Linear algebra: orthogonal projection?

Question

(a) Find the orthogonal projection of $(-1, 0, 8)$ onto the normal vector to the plane $x-2y+z=0$.

Is this question saying to find the orthogonal projection in other words? The way the question is phrased "onto the normal vector to the plane" is confusing me..

(b) Find the distance from the point $(-1, 0, 8)$ to the plane $x-2y+z=0$. Answer: The distance from the point $(-1, 0, 8)$ to the plane is the length of the projection onto the normal direction of any vector $v$ which connects a point on the plane to the point $(-1, 0 , 8)$. Since the plane contains the origin, we can choose $v = (-1, 0, 8)$ and compute the projection.
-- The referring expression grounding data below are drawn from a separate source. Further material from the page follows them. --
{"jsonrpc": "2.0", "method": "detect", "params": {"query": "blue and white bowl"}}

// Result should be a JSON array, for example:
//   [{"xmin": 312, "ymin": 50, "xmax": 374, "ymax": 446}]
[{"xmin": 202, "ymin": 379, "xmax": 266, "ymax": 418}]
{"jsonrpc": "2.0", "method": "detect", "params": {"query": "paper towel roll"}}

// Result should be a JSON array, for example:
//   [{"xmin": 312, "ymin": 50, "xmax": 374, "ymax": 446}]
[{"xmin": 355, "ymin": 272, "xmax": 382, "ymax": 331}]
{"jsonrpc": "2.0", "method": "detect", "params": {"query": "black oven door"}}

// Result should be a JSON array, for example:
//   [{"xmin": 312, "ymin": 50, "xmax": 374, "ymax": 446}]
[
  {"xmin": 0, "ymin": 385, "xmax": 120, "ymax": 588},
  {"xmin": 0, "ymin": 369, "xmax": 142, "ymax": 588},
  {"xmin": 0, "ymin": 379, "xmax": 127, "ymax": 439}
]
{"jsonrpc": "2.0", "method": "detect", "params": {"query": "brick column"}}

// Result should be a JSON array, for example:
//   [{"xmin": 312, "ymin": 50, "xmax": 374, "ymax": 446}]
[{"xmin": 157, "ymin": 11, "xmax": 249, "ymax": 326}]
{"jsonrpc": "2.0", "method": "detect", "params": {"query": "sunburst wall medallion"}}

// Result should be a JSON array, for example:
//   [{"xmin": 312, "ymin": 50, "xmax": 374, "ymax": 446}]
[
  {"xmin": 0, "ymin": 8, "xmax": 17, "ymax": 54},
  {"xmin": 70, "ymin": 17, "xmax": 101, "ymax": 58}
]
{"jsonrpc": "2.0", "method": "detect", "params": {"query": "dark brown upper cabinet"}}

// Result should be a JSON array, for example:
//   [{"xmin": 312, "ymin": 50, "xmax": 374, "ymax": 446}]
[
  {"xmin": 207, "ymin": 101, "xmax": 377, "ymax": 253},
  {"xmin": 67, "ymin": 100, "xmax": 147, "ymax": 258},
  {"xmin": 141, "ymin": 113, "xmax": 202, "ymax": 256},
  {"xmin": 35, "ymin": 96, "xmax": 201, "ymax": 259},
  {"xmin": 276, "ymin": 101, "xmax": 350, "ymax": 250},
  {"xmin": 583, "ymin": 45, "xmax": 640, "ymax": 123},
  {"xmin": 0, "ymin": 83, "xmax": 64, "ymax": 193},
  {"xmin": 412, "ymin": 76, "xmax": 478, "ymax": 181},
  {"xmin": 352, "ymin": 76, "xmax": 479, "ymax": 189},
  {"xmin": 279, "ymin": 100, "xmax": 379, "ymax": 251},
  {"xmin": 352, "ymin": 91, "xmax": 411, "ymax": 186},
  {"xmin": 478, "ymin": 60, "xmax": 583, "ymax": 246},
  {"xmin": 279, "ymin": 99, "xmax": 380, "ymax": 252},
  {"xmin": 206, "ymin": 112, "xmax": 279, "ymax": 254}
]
I don't get what this is saying.. is the question asking us to find the $u$ if $v=w+u$? Also, how come we can choose $(-1, 0, 8)$ just because the plane contains the origin?

Answer 1

In the first part, they want you to first find the normal vector to the plane provided. Let this vector be $N$, and now find the orthogonal projection of $(-1,0,8)$ on $N$.

For the second part they want you to find the distance from a point to a plane. The distance from a point to a plane can be found by taking any vector $v$ from the plane to the point, and then projecting this vector $v$ onto a vector which is normal to the plane. Since the origin is in the plane $x-2y+z=0$, you can consider $v$ as the vector from the origin to the point. If the plane did not pass through the origin, you would have had to choose a different point on the plane first.

Hint: In the first part, you found the orthogonal projection of $(-1,0,8)$ onto a normal vector to the plane, so you can save yourself some work in the second part.

Answer 2

(a) "Onto the normal vector" means you need to find the projection NOT on the plane, but to it's orthogonal complement (which is spanned by $(1,-2,1)$).
(b) The distance is exactly the length of the projection (try this in the plane with a line and a point).

Answer 3

The plane $ax + by + cz = d$ has normal vector $n = ai + bj + ck$. A line perpendicular to a plane has the plane's normal as it direction vector. If your point is $(x_0, y_0, z_0)$, the line has parametric representation $x = x_0 + at$, $y = y_0 + bt$, $z = z_0 + ct$.

Once you do this, it's easy to find the intersection point and everything you seek.